London, Mudchute Park and Farm, Mudchute Association

Mudchute Park and Farm is a rambling urban space just south of Canary Wharf on the Isle of Dogs. Today it is a nature reserve in the midst of London's densely populated borough of Tower Hamlets, but its name hints at a more troubled, less tranquil past.

The 12ha site was a dumping ground for overspill via conveyors and chutes when Millwall Dock was being built in the 1860s. During World War Two anti-aircraft guns loomed large to protect the docks from German bombing. Mudchute therefore has its origins anchored in various stages of history but it has always been at the heart of the local community.

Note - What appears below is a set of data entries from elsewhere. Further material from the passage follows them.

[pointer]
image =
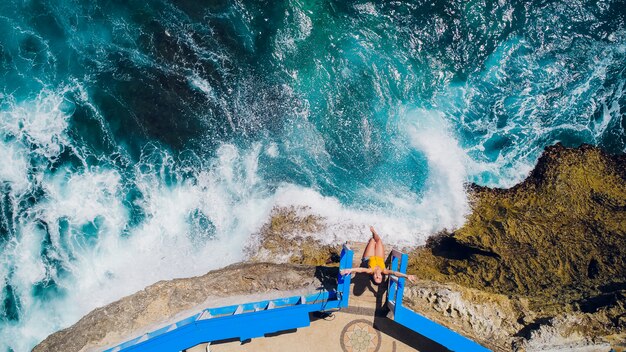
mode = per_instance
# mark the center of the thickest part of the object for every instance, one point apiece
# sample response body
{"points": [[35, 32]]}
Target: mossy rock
{"points": [[558, 237]]}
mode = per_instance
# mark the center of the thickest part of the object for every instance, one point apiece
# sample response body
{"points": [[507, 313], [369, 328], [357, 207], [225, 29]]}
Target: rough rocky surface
{"points": [[176, 299], [287, 237], [557, 240], [540, 266]]}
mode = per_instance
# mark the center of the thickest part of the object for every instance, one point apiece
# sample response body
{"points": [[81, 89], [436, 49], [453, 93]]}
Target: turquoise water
{"points": [[138, 139]]}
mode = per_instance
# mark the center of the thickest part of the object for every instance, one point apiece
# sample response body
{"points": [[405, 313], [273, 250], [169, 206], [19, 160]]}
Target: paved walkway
{"points": [[362, 327]]}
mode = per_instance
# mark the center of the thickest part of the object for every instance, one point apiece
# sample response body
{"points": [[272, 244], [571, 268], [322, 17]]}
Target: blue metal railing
{"points": [[427, 328], [245, 321]]}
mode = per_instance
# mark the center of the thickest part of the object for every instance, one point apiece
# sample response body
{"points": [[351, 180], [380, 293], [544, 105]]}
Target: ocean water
{"points": [[147, 140]]}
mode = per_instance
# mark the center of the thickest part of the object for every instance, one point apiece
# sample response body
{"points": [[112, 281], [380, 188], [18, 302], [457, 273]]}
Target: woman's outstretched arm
{"points": [[399, 274], [356, 270]]}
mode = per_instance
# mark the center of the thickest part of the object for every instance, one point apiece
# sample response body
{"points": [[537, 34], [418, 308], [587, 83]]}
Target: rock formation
{"points": [[536, 267], [176, 299]]}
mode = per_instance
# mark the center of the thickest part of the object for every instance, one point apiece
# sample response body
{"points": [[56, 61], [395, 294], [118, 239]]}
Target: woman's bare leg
{"points": [[380, 248], [370, 249]]}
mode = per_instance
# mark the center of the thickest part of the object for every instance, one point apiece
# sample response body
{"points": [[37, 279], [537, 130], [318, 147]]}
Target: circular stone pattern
{"points": [[360, 336]]}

Today Mudchute primarily exists to give the residents of the inner-London borough the chance to enjoy a natural open space. And that, according to farm and open space manager Nick Golson, is what they do, 365 days a year.

"The site is at the heart of the local community, and has been since the days when ack-ack guns protected the local docks," he explains. "Its facilities have provided locals with their first pony ride, their first glimpse of a grazing cow, their first pond dipping session and, in some cases, their first opportunity to climb a tree."

Management and staff keep the site accessible in all weathers with the facilities to support visits from schools and other community groups. Corporate visitors, including staff from the city's international banks, can often be seen getting down and dirty as they take part in corporate social responsibility initiatives including wildlife conservation work.

Staff are supported by an invaluable army of local volunteers and work-experience students, all of them helping to manage a popular local nature reserve that boasts a variety of habitats including a new wetland area.

Earlier this summer Mudchute Park and Farm hosted an al fresco banquet, where guests enjoyed champagne among the sheep to a balmy backdrop of blue sky and sun glinting off the towers of Canary Wharf.

Seasonal events and entertainment not only show off the site's flora and fauna but the strong and cohesive force of an urban landscape at bringing together a local community in good times and bad, war and peace, says Golson.